Case Study: Successful Securitisation of Real Assets in Switzerland
Introduction
The securitisation of real assets has become a pivotal financial strategy in Switzerland, offering a robust framework for businesses to optimize their asset management. By transforming illiquid assets into tradable securities, companies can unlock new streams of capital and enhance financial flexibility.
This case study explores a successful securitisation project in Switzerland, highlighting the key steps and benefits of this financial innovation.

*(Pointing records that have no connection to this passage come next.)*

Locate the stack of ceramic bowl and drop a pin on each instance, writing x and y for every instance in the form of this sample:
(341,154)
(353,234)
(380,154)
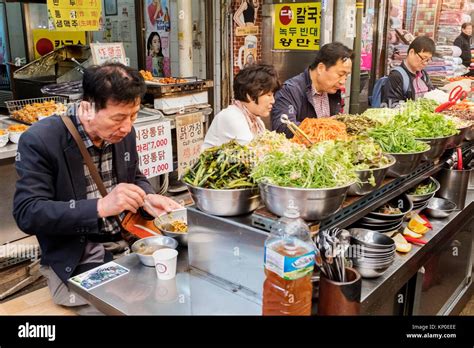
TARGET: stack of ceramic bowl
(372,253)
(420,202)
(382,222)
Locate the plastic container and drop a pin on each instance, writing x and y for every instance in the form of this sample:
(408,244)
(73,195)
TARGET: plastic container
(289,263)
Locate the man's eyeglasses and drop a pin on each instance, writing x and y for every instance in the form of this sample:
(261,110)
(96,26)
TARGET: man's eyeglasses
(424,60)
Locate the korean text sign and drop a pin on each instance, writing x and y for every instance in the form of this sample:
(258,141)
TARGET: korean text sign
(74,15)
(154,148)
(189,136)
(297,26)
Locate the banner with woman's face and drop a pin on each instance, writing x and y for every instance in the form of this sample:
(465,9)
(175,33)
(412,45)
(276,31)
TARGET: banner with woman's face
(158,25)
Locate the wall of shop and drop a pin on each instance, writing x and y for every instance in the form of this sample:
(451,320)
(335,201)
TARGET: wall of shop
(15,30)
(120,26)
(199,42)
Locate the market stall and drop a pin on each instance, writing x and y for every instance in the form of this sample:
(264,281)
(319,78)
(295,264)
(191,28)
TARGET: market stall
(240,192)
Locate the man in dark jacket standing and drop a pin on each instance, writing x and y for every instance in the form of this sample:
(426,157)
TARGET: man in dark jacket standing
(316,91)
(56,198)
(415,82)
(463,41)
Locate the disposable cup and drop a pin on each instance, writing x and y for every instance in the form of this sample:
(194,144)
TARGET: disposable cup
(165,263)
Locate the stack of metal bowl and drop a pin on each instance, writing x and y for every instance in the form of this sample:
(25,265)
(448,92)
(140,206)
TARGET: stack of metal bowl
(456,140)
(437,147)
(313,204)
(406,163)
(225,202)
(364,187)
(371,252)
(440,208)
(381,222)
(421,201)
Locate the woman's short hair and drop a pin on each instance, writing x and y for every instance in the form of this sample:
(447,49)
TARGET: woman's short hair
(254,81)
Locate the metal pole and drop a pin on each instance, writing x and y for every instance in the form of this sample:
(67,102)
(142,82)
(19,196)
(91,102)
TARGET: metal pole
(355,81)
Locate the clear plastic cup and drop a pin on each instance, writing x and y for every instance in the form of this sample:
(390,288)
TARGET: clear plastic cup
(165,263)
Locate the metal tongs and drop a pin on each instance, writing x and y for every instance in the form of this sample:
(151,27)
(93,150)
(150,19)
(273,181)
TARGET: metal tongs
(297,132)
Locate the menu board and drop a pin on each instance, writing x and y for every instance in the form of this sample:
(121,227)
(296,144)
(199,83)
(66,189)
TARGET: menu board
(189,137)
(74,15)
(108,52)
(297,26)
(154,148)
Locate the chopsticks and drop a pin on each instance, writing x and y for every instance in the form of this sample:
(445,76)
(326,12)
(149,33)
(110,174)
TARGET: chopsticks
(295,129)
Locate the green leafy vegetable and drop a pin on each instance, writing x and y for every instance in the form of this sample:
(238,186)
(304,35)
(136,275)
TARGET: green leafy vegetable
(222,167)
(325,165)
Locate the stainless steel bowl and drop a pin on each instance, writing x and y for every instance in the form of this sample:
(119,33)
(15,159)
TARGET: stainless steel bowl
(225,202)
(364,187)
(371,239)
(313,204)
(440,208)
(182,238)
(152,244)
(438,146)
(406,163)
(401,201)
(370,272)
(456,140)
(425,197)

Understanding Securitisation
Securitisation involves pooling various types of contractual debt, such as mortgages or loans, and selling their related cash flows to third-party investors as securities. This process can provide liquidity and reduce risk exposure for the originating company.
In Switzerland, the regulatory environment is highly supportive of securitisation, with well-defined legal structures and tax incentives that encourage businesses to engage in this financial practice.
Benefits of Securitisation
The primary benefits of securitisation include:
- Increased Liquidity: Converting assets into securities allows organizations to free up capital.
- Risk Management: By distributing risk to investors, companies can stabilize their financial standing.
- Access to Capital: Securitisation can provide access to a broader range of investors.

The Swiss Case Study
In this case study, we examine a Swiss real estate company that successfully securitised a portfolio of commercial properties. The company aimed to leverage its real assets to gain liquidity and access new investment opportunities.
The process involved collaboration with financial advisors and legal experts to structure the securities and ensure compliance with Swiss regulations. The company issued bonds backed by the cash flows from their properties, attracting both domestic and international investors.
Steps in the Securitisation Process
The securitisation process followed these key steps:
- Asset Identification: Selecting suitable assets with predictable cash flows.
- Structuring the Securities: Designing bonds that appeal to potential investors.
- Regulatory Compliance: Ensuring adherence to Swiss financial laws and tax codes.
- Marketing and Sale: Promoting the securities to attract diverse investors.

Outcomes and Impact
The securitisation enabled the Swiss company to raise significant capital, which was reinvested into expanding their property portfolio and enhancing operational efficiency. This strategy not only improved liquidity but also strengthened the company’s market position.
Investors benefited from stable returns and exposure to the Swiss real estate market, while the company reduced its risk profile by diversifying its funding sources.
Conclusion
This case study illustrates the potential of securitisation as a strategic financial tool in Switzerland. By leveraging real assets, companies can enhance liquidity, manage risk, and access new investment opportunities. As the financial landscape continues to evolve, securitisation remains a viable and advantageous option for businesses seeking to optimize their asset portfolios.